#[MISSING MOMENTS] Federico e La Sua Solitudine
Federico prese a girovagare in lungo e in largo, e a più riprese, per i vuoti anfratti dell'ampio soggiorno, le braccia conserte e un moto di profonda nostalgia che, di minuto in minuto, si faceva sempre più intenso. Da quando la sua Amanda se n'era andata, casa sua si era trincerata in un silenzio assordante; un silenzio dai risvolti quasi esasperanti — e che richiamava a sé molte vecchie memorie. Per la prima volta in vita sua, gli stava pesando moltissimo la solitudine. Starsene solo soletto in quella grande casa, nella quale si era stabilito in via definitiva dopo la morte di Giacomo — prima che suo padre acconsentisse al suo trasferimento all'Università di San Diego —, gli provocava, all'occorrenza, un fastidioso senso di inquietudine.
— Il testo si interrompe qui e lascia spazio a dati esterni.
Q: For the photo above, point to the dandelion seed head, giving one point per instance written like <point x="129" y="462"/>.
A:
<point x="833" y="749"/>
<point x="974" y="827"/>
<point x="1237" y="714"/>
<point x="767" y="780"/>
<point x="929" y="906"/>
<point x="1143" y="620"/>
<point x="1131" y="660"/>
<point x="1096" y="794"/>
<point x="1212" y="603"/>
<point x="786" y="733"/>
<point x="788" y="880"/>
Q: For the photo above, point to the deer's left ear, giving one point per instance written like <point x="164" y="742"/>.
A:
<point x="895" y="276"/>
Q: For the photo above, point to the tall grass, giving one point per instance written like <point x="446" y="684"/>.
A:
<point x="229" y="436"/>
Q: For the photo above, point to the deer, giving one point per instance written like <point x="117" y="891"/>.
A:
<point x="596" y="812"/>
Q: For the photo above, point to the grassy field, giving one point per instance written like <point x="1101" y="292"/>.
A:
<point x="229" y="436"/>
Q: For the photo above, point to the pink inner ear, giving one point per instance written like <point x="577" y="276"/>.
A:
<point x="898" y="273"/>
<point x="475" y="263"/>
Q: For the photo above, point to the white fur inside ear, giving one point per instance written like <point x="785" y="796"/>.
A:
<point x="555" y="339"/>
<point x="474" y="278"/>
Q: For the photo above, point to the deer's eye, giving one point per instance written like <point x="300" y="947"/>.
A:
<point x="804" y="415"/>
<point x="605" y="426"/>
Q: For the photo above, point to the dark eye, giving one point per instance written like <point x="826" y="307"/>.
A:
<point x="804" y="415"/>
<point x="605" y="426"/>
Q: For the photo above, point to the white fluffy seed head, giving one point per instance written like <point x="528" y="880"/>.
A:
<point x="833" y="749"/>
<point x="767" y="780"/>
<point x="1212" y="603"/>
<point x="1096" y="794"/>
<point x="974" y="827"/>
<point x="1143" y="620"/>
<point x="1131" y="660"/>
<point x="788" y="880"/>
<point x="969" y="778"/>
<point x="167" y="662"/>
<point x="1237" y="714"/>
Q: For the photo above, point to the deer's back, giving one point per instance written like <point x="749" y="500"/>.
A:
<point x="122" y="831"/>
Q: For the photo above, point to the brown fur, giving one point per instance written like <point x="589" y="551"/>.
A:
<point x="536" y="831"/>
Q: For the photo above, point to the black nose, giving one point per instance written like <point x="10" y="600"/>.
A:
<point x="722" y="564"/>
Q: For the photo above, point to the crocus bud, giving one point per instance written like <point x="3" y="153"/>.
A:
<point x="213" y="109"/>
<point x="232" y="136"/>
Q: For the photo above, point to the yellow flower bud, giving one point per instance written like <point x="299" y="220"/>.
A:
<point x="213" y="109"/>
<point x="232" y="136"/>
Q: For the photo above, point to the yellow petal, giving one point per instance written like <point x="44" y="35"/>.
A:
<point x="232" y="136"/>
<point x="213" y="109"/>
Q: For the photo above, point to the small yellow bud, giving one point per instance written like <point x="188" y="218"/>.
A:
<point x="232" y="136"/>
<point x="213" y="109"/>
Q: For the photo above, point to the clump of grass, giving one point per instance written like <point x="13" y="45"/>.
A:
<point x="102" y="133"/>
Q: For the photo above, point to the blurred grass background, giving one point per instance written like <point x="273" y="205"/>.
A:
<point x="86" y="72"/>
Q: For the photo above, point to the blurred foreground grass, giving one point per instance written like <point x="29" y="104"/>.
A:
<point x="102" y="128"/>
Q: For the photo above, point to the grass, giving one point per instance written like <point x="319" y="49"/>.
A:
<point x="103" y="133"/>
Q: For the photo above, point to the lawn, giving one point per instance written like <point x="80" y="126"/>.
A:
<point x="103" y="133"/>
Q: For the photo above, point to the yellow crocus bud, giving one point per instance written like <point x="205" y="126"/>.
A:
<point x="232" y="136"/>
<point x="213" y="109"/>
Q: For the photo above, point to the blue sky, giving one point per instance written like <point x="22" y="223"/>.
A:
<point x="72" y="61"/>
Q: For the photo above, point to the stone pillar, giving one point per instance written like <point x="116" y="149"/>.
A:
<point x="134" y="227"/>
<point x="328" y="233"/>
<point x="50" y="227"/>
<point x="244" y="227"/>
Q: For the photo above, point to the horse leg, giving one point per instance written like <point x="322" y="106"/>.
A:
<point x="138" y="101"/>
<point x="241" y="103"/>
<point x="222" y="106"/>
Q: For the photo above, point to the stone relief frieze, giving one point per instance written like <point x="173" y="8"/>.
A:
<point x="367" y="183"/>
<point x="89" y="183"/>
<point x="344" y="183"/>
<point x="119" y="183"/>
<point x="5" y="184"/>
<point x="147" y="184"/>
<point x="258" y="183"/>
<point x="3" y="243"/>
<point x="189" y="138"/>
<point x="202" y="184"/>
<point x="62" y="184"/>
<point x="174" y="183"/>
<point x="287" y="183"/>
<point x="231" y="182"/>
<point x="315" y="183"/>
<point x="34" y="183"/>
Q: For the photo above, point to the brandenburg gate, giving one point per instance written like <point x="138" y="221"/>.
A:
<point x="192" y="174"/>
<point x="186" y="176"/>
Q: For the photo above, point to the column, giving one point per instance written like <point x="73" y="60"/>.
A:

Non che non fosse felice (anzi, a dirla tutta, era felicissimo!) per Amanda: quando gli aveva confidato che Alessandro l'avrebbe voluta tutta per sé, lui per primo l'aveva incoraggiata ad accettare la sua proposta, immaginando che la convivenza con lui non avrebbe potuto che rafforzare un rapporto che, non poteva nasconderlo, considerava come un qualcosa di meraviglioso, nonché di autentico e speciale. Su tutti i fronti.
«Mi dispiace troppo andarmene da qui, però», gli aveva risposto Amanda, tra le lacrime.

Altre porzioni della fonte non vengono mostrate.